Input: (3, [['add', 1], ['add', 2], ['add', 3], ['max'], ['mean'], ['mode']])

Expected Output: [3, 2.0, 1]

Explanation: Window [1,2,3] (k=3, none evicted yet): max=3, mean=6/3=2.0, mode=1 (all tied, smallest wins).

Input: (2, [['add', 5], ['add', 9], ['add', 4], ['max'], ['mean'], ['mode']])

Expected Output: [9, 6.5, 4]

Explanation: k=2: adding 4 evicts 5, window becomes [9,4]. max=9, mean=13/2=6.5, mode=4 (tie, smallest).

Input: (3, [['max'], ['mean'], ['mode']])

Expected Output: [None, None, None]

Explanation: Empty window: all queries return None.

Input: (1, [['add', 7], ['add', 2], ['max'], ['mean'], ['mode']])

Expected Output: [2, 2.0, 2]

Explanation: k=1: adding 2 evicts 7, window=[2]. All stats equal 2.

Input: (4, [['add', 8], ['add', 8], ['add', 3], ['add', 8], ['add', 1], ['max'], ['mean'], ['mode']])

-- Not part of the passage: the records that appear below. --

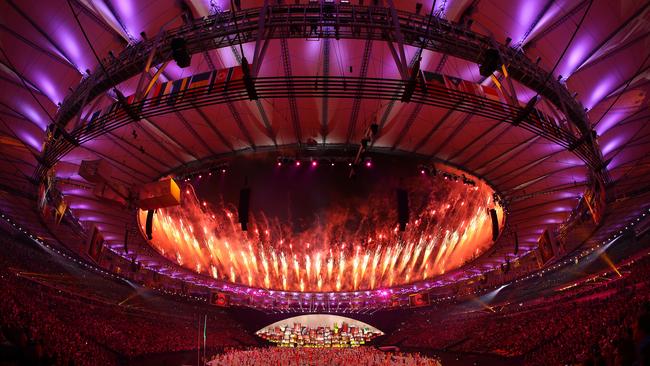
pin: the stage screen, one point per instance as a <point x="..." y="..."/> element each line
<point x="319" y="330"/>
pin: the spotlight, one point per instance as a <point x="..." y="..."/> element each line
<point x="491" y="61"/>
<point x="374" y="129"/>
<point x="180" y="54"/>
<point x="365" y="142"/>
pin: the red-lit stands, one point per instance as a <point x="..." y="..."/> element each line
<point x="362" y="356"/>
<point x="41" y="314"/>
<point x="573" y="327"/>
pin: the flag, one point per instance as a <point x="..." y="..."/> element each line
<point x="452" y="82"/>
<point x="219" y="79"/>
<point x="176" y="91"/>
<point x="60" y="211"/>
<point x="238" y="72"/>
<point x="157" y="92"/>
<point x="434" y="79"/>
<point x="93" y="118"/>
<point x="201" y="80"/>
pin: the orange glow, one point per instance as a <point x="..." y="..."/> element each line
<point x="443" y="234"/>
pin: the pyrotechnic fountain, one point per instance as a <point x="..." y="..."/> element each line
<point x="311" y="229"/>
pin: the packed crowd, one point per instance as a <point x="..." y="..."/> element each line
<point x="595" y="323"/>
<point x="361" y="356"/>
<point x="41" y="315"/>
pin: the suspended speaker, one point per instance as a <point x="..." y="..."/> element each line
<point x="402" y="208"/>
<point x="149" y="224"/>
<point x="516" y="243"/>
<point x="495" y="224"/>
<point x="180" y="54"/>
<point x="244" y="201"/>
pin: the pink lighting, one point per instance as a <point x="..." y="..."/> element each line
<point x="327" y="255"/>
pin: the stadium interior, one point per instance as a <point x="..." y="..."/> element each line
<point x="325" y="182"/>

Expected Output: [8, 5.0, 8]

Explanation: k=4: after adding 1, oldest 8 evicted -> window [8,3,8,1]. max=8, mean=20/4=5.0, mode=8 (count 2).

Input: (2, [['add', 1001], ['add', 1001], ['add', 1], ['max'], ['mean'], ['mode']])

Expected Output: [1001, 501.0, 1]

Explanation: k=2: adding 1 evicts the first 1001 -> window [1001,1]. max=1001, mean=1002/2=501.0, mode=1 (tie, smallest).

Input: (3, [['add', 4], ['add', 6], ['add', 6], ['add', 4], ['add', 4], ['mode'], ['max'], ['mean']])

Expected Output: [4, 6, 4.666666666666667]

Explanation: k=3: after all adds the window is the last 3 = [6,4,4]. mode=4 (count 2), max=6, mean=14/3=4.666...

Hints

  1. Keep a FIFO deque of the window's elements so you know which value to evict, and a counts array of size 1002 for the value frequencies inside the window.
  2. On eviction, decrement the evicted value's count and subtract it from the running sum; on add, increment and add.
  3. Because values are bounded, recompute max by scanning the counts array downward from 1001, and mode by scanning it upward (first value with the highest count handles the smallest-on-tie rule). These scans are O(1) in k.